“你……”胡采柔莫名一阵羞愧,狠狠的瞪了白启明一眼。

        跟白启明第一次有了肉体关系之后,胡采柔最怕的就是白启明问这种问题。

        可是这个风流的男人,知道她耻于偷晴的道德纠结,偏偏在跟她造爱的时候,最喜欢问这类问题,每每让她耻于回答,不知如何是好。

        背叛丈夫傅先锋,虽然心里上会有所愧疚,可是只要不刻意提及,胡采柔也不会过于羞愧,反正跟丈夫的关系名存实亡,不管什么身份的女人,都有去追求心灵或者肉体享受的权力。

        然而,在被另一个男人操弄的时候,这个男人偏偏又要故意跟她丈夫对比,胡采柔内心的负罪感,立时就成倍增加。

        正好男人可恶的手指,在她最敏感的颗粒上一挠,胡采柔娇躯一颤,哪里还有心思去回答问题,娇媚的低吟一声:“坏……坏家伙,还不快点来,想憋死我吗?”

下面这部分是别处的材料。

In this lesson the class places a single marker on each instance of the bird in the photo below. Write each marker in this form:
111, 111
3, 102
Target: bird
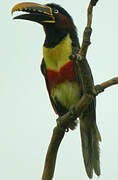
63, 79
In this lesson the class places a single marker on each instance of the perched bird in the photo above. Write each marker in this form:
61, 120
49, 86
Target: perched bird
61, 75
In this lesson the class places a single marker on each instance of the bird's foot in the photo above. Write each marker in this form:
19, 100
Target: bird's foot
98, 89
72, 112
60, 126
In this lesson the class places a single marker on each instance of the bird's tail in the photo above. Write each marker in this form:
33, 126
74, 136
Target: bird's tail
90, 138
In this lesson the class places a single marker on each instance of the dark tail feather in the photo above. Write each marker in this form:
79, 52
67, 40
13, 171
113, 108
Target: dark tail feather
90, 138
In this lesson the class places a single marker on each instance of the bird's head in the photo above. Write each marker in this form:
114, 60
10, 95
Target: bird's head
55, 19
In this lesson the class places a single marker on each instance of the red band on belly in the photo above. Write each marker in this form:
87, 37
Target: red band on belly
67, 72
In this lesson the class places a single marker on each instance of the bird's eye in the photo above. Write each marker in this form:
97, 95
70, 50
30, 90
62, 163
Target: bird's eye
56, 11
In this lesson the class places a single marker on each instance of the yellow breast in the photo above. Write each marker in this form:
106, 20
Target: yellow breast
56, 57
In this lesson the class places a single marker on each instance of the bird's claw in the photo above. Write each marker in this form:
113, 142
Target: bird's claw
60, 126
98, 89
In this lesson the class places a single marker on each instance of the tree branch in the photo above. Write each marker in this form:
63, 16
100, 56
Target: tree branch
90, 91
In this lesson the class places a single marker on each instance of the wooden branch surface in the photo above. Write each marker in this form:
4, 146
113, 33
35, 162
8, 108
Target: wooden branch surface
89, 92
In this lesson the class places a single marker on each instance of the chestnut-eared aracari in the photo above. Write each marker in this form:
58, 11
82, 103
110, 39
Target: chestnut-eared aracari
61, 75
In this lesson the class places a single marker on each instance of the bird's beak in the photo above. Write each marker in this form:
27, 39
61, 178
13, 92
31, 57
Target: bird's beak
34, 12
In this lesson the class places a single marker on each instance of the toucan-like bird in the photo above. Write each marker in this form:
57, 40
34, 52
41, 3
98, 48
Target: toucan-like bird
62, 79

        白启明早就已经欲火分身,美丽性感成熟的女书记白皙的肉体,每每都让他不能自克,女人已经开口求欢,哪里还忍耐得下去,深吸一口气,摆好姿势,立即猛烈的闯入女人的柔软蜜地……

        “唔!”

        突如其来的强烈充实感饱胀感,让成熟性感的女书记忘情的娇吟一声,身体立时缠上了英俊男人的身躯,随着男人开始有节奏的耸动,迷迷的娇吟声开始不绝于耳。

        胡采柔虽然对于欢爱的欲念很强烈,平时压抑太多,很容易爆发出来。

        可是她天生有个秘密,下面的女人地,过瘾狭小,尽管生过孩子,却依然保持着少女般的紧凑,男人之物的闯入,每每将她塞得满满的,给她要被插破心头的错觉。

        其实,白启明之物,根本只能归于很一般之内,每次跟他妻子造爱的时候,妻子免不了会稍微抱怨他不够坚挺不够规模。